We evaluated the performance of our model using the following evaluation metrics: Accuracy, Precision, Recall, and F1-score. The expression of these metrics is given as follows:

Accuracy: the easiest performance metric to understand is accuracy, which is just the proportion of correctly predicted observations to all observations. $\frac{T P + T N}{T P + F N + T N + F P}$
Recall: is a metric for how well a model detects True Positives. $\frac{T P}{T P + F N}$
Precision: is the ratio of accurately anticipated positive observations to all actual class observations—yes. $\frac{T P}{T P + F P}$
F1-score: is the average of Precision and Recall, weighted. $2 \frac{\Pr e c i s i o n * Re c a l l}{\Pr e c i s i o n + Re c a l l}$

where TP, TN, FN, and FP are defined respectively as:

(TP) A test outcome that accurately detects the existence of a condition or characteristic.

(TN) A test outcome that accurately demonstrates the absence of a condition or characteristic.

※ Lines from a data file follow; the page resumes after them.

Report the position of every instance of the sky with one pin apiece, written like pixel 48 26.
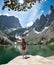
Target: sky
pixel 28 17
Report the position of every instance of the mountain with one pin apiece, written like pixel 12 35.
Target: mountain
pixel 9 22
pixel 4 39
pixel 43 22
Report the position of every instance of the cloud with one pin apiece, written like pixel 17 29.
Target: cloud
pixel 42 11
pixel 30 24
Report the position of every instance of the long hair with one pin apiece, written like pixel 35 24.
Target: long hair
pixel 23 41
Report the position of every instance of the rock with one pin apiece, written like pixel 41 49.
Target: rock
pixel 32 60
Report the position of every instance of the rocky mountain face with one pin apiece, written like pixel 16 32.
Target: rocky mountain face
pixel 8 22
pixel 43 22
pixel 4 39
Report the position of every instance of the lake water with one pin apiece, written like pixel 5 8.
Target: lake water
pixel 8 53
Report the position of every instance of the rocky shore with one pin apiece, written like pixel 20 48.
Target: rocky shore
pixel 32 60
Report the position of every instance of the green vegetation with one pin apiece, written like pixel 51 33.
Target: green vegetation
pixel 4 42
pixel 7 53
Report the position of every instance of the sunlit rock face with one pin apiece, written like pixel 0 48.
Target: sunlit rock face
pixel 19 5
pixel 31 60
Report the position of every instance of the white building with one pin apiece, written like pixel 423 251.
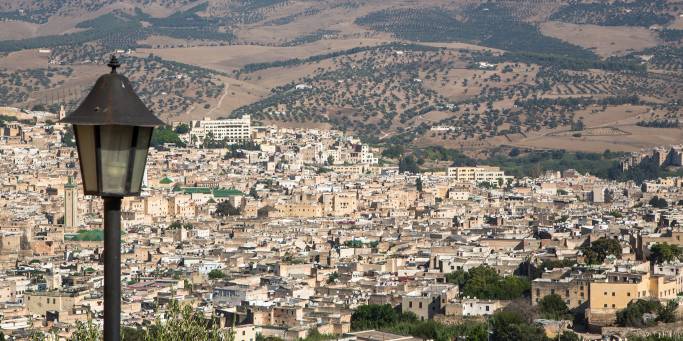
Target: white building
pixel 229 130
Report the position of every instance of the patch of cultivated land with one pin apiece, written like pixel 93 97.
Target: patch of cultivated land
pixel 233 57
pixel 639 138
pixel 605 41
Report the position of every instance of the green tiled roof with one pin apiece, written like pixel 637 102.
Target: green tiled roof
pixel 166 181
pixel 216 192
pixel 223 192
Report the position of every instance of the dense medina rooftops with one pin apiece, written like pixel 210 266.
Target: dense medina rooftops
pixel 216 192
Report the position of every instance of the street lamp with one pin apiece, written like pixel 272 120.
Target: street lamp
pixel 113 130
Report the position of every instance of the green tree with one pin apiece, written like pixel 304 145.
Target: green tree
pixel 632 315
pixel 373 316
pixel 554 308
pixel 182 129
pixel 658 202
pixel 225 209
pixel 569 336
pixel 510 326
pixel 484 282
pixel 163 135
pixel 183 323
pixel 393 152
pixel 418 184
pixel 664 252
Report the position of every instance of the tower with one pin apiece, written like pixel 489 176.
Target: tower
pixel 62 112
pixel 70 204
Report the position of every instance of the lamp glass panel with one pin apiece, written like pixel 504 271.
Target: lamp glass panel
pixel 115 148
pixel 85 138
pixel 140 159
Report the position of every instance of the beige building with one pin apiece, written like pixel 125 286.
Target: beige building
pixel 619 288
pixel 39 303
pixel 429 301
pixel 229 130
pixel 477 174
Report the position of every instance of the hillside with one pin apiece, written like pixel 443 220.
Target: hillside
pixel 466 74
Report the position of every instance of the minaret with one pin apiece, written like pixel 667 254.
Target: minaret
pixel 62 112
pixel 70 204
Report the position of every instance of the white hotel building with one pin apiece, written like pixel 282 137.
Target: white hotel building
pixel 233 131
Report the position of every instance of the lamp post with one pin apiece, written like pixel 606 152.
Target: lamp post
pixel 113 130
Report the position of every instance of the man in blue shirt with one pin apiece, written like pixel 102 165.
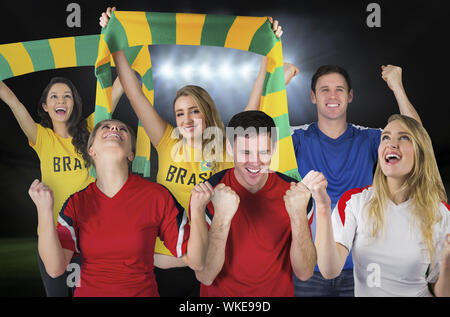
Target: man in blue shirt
pixel 345 153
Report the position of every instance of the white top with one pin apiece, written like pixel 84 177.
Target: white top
pixel 395 263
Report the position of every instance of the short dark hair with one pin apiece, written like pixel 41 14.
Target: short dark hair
pixel 247 122
pixel 330 69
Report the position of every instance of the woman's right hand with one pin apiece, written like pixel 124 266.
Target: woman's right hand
pixel 42 197
pixel 104 18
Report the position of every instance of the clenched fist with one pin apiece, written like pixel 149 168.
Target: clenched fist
pixel 42 197
pixel 225 202
pixel 296 199
pixel 392 75
pixel 317 184
pixel 200 196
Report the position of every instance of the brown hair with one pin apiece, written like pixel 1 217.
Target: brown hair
pixel 87 158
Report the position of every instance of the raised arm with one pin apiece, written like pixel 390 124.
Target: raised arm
pixel 290 71
pixel 198 238
pixel 225 202
pixel 116 94
pixel 23 117
pixel 392 75
pixel 152 122
pixel 54 257
pixel 442 286
pixel 331 256
pixel 302 252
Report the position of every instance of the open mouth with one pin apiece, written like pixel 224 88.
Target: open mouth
pixel 392 158
pixel 113 135
pixel 253 171
pixel 60 110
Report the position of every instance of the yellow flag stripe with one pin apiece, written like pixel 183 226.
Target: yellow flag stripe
pixel 241 32
pixel 18 59
pixel 189 28
pixel 136 27
pixel 64 52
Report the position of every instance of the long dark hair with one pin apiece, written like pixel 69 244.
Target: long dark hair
pixel 76 124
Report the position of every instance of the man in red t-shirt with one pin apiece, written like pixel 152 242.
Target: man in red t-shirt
pixel 259 232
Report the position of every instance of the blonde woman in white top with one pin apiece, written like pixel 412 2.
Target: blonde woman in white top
pixel 398 228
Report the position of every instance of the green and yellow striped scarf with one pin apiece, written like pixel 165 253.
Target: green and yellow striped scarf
pixel 253 34
pixel 27 57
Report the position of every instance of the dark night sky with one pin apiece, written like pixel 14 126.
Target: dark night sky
pixel 413 35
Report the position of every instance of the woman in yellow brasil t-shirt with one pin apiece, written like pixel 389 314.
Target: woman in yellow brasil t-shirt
pixel 184 158
pixel 59 141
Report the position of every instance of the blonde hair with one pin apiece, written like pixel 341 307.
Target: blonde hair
pixel 207 107
pixel 423 186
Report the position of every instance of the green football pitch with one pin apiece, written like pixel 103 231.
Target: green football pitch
pixel 19 272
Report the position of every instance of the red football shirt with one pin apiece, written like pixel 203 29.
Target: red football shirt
pixel 116 236
pixel 257 253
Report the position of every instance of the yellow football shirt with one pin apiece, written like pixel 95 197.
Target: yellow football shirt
pixel 62 168
pixel 181 167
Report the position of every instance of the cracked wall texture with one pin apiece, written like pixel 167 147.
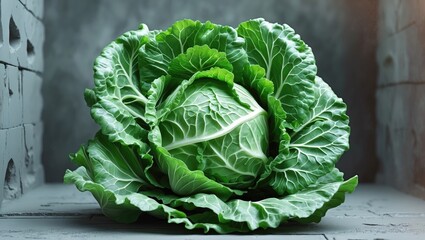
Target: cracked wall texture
pixel 341 33
pixel 21 66
pixel 401 95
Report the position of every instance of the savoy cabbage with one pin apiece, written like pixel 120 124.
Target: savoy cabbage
pixel 214 128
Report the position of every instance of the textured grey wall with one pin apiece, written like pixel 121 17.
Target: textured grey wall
pixel 341 33
pixel 401 95
pixel 21 64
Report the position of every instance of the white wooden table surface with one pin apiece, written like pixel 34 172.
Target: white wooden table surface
pixel 56 211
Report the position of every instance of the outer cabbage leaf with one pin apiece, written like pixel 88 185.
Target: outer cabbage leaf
pixel 315 145
pixel 156 56
pixel 289 63
pixel 213 213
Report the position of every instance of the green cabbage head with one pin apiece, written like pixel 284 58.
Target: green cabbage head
pixel 214 128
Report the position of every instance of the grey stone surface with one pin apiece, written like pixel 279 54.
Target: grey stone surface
pixel 21 39
pixel 371 212
pixel 13 159
pixel 400 95
pixel 32 99
pixel 11 97
pixel 32 170
pixel 341 33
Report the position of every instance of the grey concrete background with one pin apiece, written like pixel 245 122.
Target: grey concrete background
pixel 21 64
pixel 400 95
pixel 341 33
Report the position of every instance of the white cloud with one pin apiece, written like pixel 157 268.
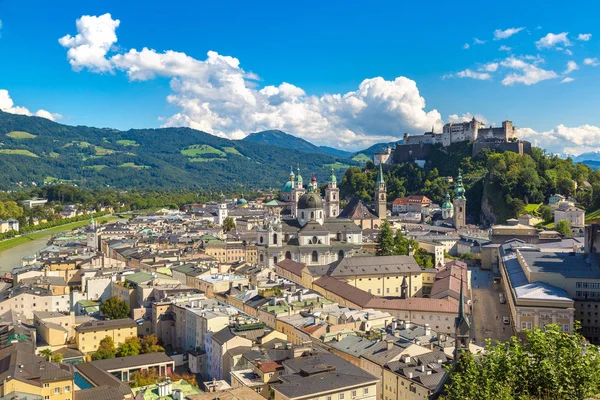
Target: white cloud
pixel 563 139
pixel 553 39
pixel 7 105
pixel 504 34
pixel 454 118
pixel 528 74
pixel 571 66
pixel 584 37
pixel 218 96
pixel 467 73
pixel 489 67
pixel 95 37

(FN) A test result that falsely suggests the presence of a certain condition or attribute.

(FP) A test result that falsely suggests the absence of a certain condition or attribute.

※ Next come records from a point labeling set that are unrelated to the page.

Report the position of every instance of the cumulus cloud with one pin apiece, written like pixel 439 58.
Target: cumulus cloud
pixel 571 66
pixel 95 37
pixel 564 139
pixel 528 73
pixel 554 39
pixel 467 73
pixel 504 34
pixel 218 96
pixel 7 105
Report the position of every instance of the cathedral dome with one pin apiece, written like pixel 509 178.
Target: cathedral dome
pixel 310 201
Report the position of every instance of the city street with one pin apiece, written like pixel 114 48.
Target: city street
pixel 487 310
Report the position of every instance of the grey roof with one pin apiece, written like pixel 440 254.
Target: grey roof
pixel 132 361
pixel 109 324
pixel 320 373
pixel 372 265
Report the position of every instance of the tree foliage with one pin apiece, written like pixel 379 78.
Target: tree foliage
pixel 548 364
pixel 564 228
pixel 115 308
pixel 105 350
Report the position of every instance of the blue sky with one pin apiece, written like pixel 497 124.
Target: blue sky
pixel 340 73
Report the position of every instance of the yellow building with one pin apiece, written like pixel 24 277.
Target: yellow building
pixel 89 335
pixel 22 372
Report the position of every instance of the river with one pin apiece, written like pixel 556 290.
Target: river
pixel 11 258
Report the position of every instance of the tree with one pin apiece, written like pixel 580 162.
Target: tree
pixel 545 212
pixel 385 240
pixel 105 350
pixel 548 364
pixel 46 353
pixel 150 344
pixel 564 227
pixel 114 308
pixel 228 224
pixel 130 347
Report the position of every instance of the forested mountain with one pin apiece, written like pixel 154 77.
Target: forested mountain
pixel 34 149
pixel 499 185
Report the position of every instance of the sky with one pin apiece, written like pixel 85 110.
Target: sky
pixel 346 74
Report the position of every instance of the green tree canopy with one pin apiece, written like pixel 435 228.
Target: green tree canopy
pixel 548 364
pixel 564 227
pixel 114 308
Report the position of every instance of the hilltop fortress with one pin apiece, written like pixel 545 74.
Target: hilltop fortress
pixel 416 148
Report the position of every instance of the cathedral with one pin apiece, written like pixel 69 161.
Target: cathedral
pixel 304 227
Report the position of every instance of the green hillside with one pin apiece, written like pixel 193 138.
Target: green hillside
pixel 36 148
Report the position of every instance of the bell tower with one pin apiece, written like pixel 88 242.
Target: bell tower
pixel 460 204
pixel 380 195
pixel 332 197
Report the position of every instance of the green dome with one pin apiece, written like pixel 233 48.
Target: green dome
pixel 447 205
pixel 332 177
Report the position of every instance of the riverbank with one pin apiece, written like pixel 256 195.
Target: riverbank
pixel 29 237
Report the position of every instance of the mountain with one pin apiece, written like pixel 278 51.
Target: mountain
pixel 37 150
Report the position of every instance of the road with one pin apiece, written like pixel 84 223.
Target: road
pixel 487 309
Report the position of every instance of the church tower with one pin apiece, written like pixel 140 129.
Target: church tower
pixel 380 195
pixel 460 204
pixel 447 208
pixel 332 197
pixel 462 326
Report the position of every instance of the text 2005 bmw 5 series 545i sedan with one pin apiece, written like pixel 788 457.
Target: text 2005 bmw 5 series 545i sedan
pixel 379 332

Moreover, we elaborated the macro average and weighted average metrics, we mounted the cost, training accuracy, and training accuracy/validation accuracy curves according to the epochs, and finally we displayed the confusion matrix.

5.4. Performance Evaluation

We evaluated the performance of our system through the following steps: the first contains a detailed study of the audio, text, and bimodal (text + audio) modalities; the second presented a test on the multimodal system, and the third, a comparison with existing works.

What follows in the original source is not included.